Hi, donimo. This is my first year being involved with this event. Lisa Copen of Rest Ministries developed the project and so I think it is only natural that some of the information might have a Christian-oriented spin.
Hi! To answer your question, we are having the phrase trademarked so someone else can't come along and use the exact same phrase and start the same kind of week, but we want anyone and everyone to be involved in whatever level they choose. We didn't "have to trademark" the name, but about 5 years ago I had experience of someone maliciously copying my other web site being completely,a adding his name, and trying to use it to raise funds for his own personal use. After that I became very careful to do anything "business" by the book to protect myself as best as possible, and part of that is trademarking anything you want protected "just in case."
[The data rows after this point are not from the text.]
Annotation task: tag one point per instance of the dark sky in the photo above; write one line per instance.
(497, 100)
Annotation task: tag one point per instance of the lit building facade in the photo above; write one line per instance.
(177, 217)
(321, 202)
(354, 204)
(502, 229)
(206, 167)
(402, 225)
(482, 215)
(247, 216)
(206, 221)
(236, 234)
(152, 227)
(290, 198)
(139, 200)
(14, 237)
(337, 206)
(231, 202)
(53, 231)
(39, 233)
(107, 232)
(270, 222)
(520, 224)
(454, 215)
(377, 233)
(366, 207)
Our event has been listed in the Chase's Calendar of Events, "sthe most comprehensive and authoritative reference available on special events, holidays, federal and state observances, historic anniversaries and more" since NICIA Week began in 2002.
Regarding resources... a lot of sites in the web ring are not Christian, and most of the bloggers posting items about us, etc. are not Christian. If they are Christian web sites, to be approved, they MUST have something specific about their illness on their web page. If you go to http://www.invisibleillness.com you'll find a lot of the articles and other information has nothing to do with any religion ( See
http://www.mychronicillness.com/invisibleillness/articles.htm ) We use this week as a chance to recognize that many of the emotions that people with different illnesses deal with are the same, regardless of their illness. (And yes, part of those emotions can be spiritually-based.) But overall, after 10 years of having a chronic illness ministry, I found many people needing to know that others understood about the issues of having an invisible illness and that there was a need for us to create more awareness about this. And yes, part of our outreach is also to churches, to remind them that not everyone is healed and they need to wake up and remember the needs (and gifts!) of those with invisible chronic illness. If anyone would like to volunteer to let any religious affilated organizations know how they can better reach and encourage the chronically ill, they are more than welcome.
I have a 4-year-old son and 2 illnesses, rheumatoid arthritis and fibro, and I do a lot of II Week stuff in the middle of the night. But it's all the volunteers that help spread the word. My hope is that in time we'll be able to apply for some grant funds and have the week be on a larger scale, but I am doing what I can with the resources, time and energy that I have.
I hope this helps explain.
Thank you so much for your post, Lisa.